This work addresses the inefficiency of synchronous on-policy reinforcement learning in large-group training, where straggler nodes significantly degrade performance. To mitigate this issue, the authors propose Straggler-Aware Group Control (SAGC), which formulates dynamic group size selection as an online constrained optimization problem for the first time. By adaptively adjusting group sizes in real time, SAGC preserves the benefits of large-batch training while effectively constraining the long-term occurrence rate of stragglers. Implemented within the GRPO/DAPO framework, SAGC substantially reduces straggler frequency, enhances wall-clock efficiency and training stability, and ultimately achieves higher rewards. Moreover, it outperforms the best static group-size baseline on downstream inference tasks, generating shorter yet higher-quality outputs.
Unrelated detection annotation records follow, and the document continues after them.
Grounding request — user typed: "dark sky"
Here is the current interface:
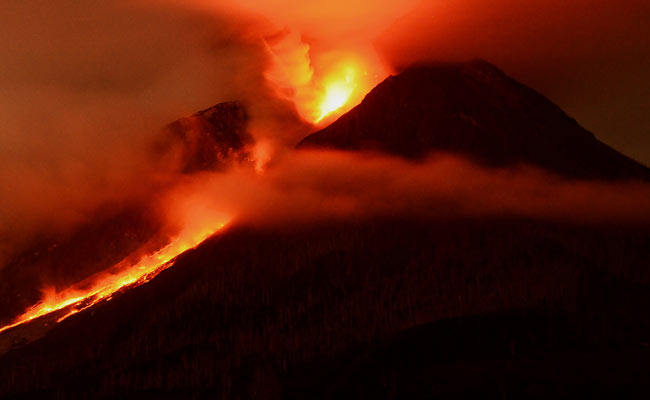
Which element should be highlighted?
[0,0,650,264]
[378,0,650,165]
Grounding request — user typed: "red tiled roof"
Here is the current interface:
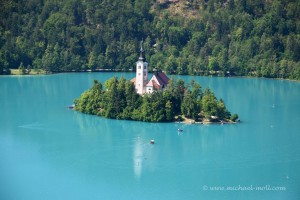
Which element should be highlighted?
[154,72,170,85]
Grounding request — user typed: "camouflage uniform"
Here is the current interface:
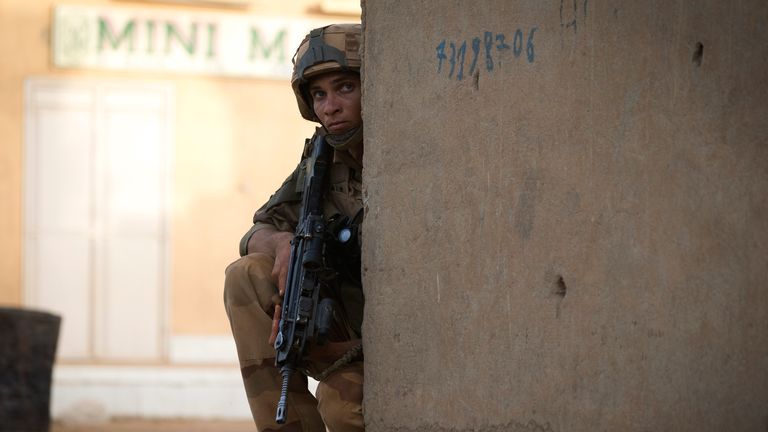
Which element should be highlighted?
[224,130,364,431]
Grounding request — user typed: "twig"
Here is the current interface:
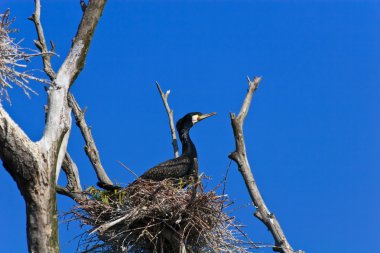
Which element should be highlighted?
[117,161,139,179]
[56,152,88,202]
[28,0,56,80]
[156,81,179,158]
[228,77,302,253]
[68,93,113,187]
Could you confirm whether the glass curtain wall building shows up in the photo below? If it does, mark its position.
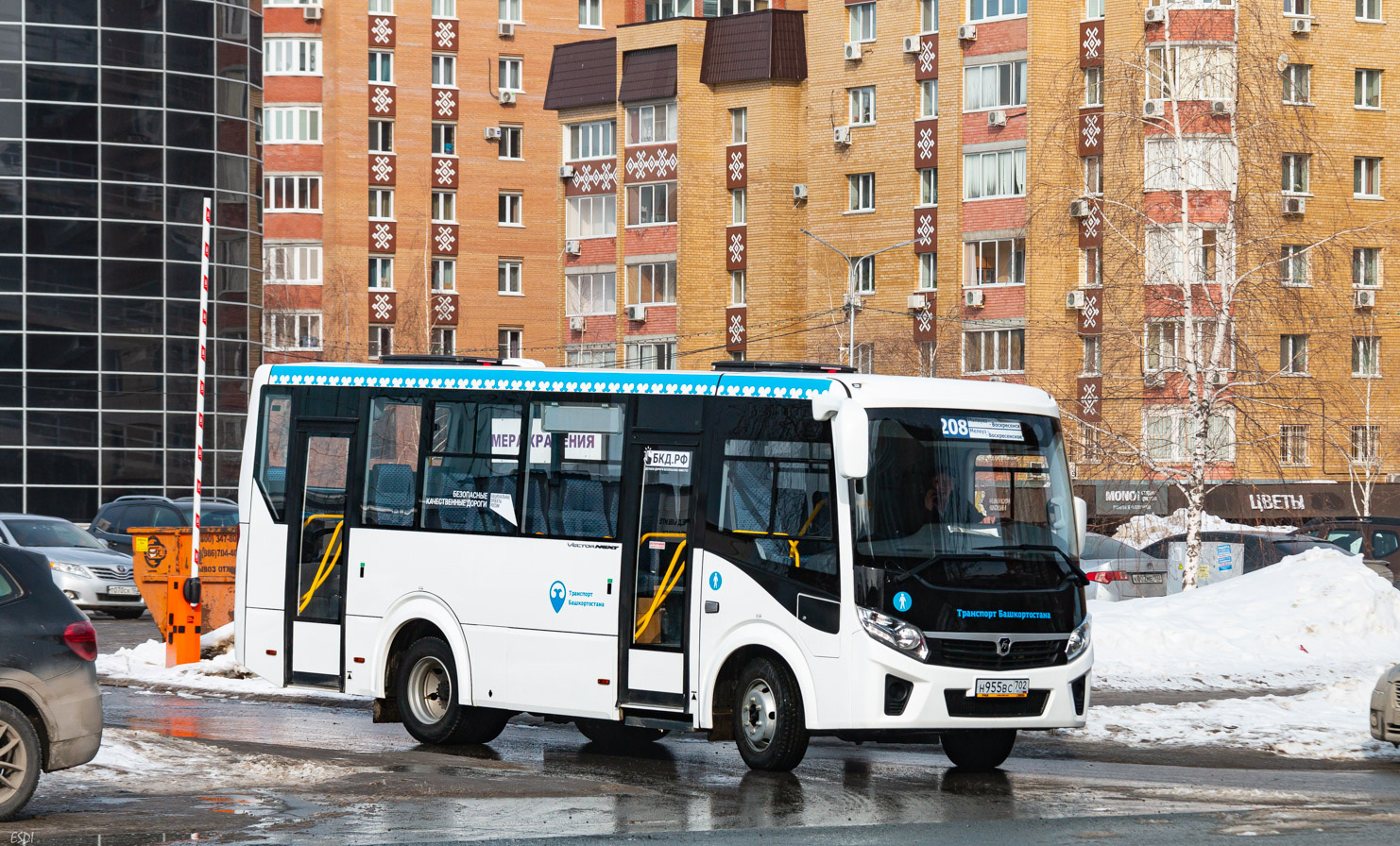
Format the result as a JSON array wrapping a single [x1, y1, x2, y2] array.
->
[[0, 0, 262, 520]]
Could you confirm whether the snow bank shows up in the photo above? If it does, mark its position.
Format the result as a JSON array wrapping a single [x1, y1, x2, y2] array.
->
[[1089, 550, 1400, 689]]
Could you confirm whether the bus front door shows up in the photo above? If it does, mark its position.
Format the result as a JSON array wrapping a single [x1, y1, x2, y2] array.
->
[[622, 442, 700, 712], [285, 422, 354, 689]]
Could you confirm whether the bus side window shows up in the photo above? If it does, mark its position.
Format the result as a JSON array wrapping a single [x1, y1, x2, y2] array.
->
[[361, 398, 423, 526]]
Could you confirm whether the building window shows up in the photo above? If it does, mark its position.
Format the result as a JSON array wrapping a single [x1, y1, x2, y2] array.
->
[[264, 107, 320, 144], [369, 256, 393, 290], [847, 85, 875, 126], [264, 177, 320, 212], [964, 238, 1026, 288], [627, 102, 676, 144], [564, 273, 618, 317], [564, 120, 618, 162], [496, 328, 525, 358], [496, 56, 525, 93], [918, 168, 938, 206], [264, 38, 320, 76], [1284, 64, 1312, 105], [918, 79, 938, 120], [918, 253, 938, 291], [964, 329, 1026, 373], [1351, 155, 1380, 200], [369, 120, 393, 152], [845, 174, 875, 212], [1351, 335, 1380, 376], [964, 149, 1026, 200], [564, 195, 618, 241], [845, 3, 875, 42], [369, 187, 393, 221], [264, 312, 320, 349], [1357, 69, 1380, 110], [496, 192, 525, 227], [496, 126, 525, 160], [627, 182, 676, 227], [964, 60, 1026, 111], [433, 259, 456, 293], [433, 55, 456, 88], [369, 50, 393, 85], [578, 0, 604, 29], [264, 244, 320, 285], [431, 192, 456, 224], [1278, 334, 1307, 376], [1278, 424, 1307, 467], [1283, 152, 1312, 195], [369, 326, 393, 361], [627, 262, 676, 305]]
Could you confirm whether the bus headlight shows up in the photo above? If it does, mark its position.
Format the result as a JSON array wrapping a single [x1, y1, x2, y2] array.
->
[[1064, 617, 1089, 662], [857, 608, 929, 662]]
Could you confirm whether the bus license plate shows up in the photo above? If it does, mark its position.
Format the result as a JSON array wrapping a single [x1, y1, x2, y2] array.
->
[[976, 678, 1031, 699]]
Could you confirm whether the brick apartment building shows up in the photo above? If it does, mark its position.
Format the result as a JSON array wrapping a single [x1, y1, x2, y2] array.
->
[[264, 0, 612, 364], [544, 0, 1400, 500]]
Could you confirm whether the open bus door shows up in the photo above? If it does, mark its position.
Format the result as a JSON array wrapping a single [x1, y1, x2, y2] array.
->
[[285, 421, 355, 689]]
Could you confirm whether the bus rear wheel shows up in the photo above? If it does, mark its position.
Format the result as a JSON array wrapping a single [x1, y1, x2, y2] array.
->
[[942, 729, 1016, 772], [734, 657, 808, 772], [396, 637, 511, 745]]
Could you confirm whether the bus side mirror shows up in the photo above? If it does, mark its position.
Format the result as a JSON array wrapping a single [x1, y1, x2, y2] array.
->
[[812, 393, 871, 478]]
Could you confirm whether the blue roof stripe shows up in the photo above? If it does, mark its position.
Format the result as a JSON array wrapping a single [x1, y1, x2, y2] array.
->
[[267, 365, 833, 400]]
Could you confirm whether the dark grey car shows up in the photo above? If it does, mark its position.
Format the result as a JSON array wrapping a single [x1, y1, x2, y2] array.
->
[[0, 546, 102, 821]]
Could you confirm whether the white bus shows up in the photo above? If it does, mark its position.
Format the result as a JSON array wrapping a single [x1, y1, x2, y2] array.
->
[[235, 357, 1093, 770]]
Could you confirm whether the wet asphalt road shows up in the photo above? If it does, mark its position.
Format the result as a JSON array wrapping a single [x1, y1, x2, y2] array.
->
[[0, 619, 1400, 846]]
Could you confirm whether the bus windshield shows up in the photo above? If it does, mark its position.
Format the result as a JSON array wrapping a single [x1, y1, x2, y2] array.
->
[[851, 408, 1078, 590]]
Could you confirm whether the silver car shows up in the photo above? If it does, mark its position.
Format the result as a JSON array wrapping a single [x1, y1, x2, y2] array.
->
[[0, 515, 145, 619], [1080, 532, 1167, 602]]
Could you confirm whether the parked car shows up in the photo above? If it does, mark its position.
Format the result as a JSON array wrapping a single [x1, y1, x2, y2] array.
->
[[0, 546, 102, 821], [88, 495, 238, 555], [0, 515, 145, 619], [1302, 517, 1400, 586], [1080, 532, 1167, 601]]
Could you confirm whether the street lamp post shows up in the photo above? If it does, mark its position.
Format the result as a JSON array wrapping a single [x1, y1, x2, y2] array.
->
[[799, 229, 918, 368]]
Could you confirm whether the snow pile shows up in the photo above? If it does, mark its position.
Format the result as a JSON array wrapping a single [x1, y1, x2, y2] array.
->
[[1113, 508, 1293, 550], [1089, 550, 1400, 689]]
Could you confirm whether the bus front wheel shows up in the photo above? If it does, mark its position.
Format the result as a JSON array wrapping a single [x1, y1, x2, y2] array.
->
[[734, 657, 808, 772], [396, 637, 511, 745], [942, 729, 1016, 772]]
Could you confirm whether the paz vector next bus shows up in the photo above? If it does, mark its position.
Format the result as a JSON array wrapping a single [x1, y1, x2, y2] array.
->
[[235, 357, 1093, 770]]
Synchronous reinforcement learning methods such as Group Relative Policy Optimization (GRPO) provide stable and reproducible on-policy training, but they are highly vulnerable to stragglers, a single unusually long rollout can delay reward computation and parameter updates for the entire group. This problem becomes more severe as group size increases, creating a tension between the benefits of larger groups and the wall-clock cost of synchronization stalls. We propose Straggler-Aware Group Control (SAGC), a dynamic group-size controller that adapts the training group online based on observed rollout behavior. SAGC formulates group-size selection as an online constrained optimization problem, seeking to retain the benefits of larger groups while controlling the long-term rate of straggler events. Across synchronous GRPO and DAPO training, and on top of both vanilla and strong engineered baselines, SAGC consistently reduces straggler incidence and improves wall-clock efficiency while achieving competitive or better training reward. We further show that these gains transfer to final model quality: SAGC is competitive with or better than the strongest static group-size baseline on downstream reasoning benchmarks, and often produces shorter outputs without any explicit length penalty. These results position dynamic group control as a practical way to make synchronous on-policy RL more efficient and robust.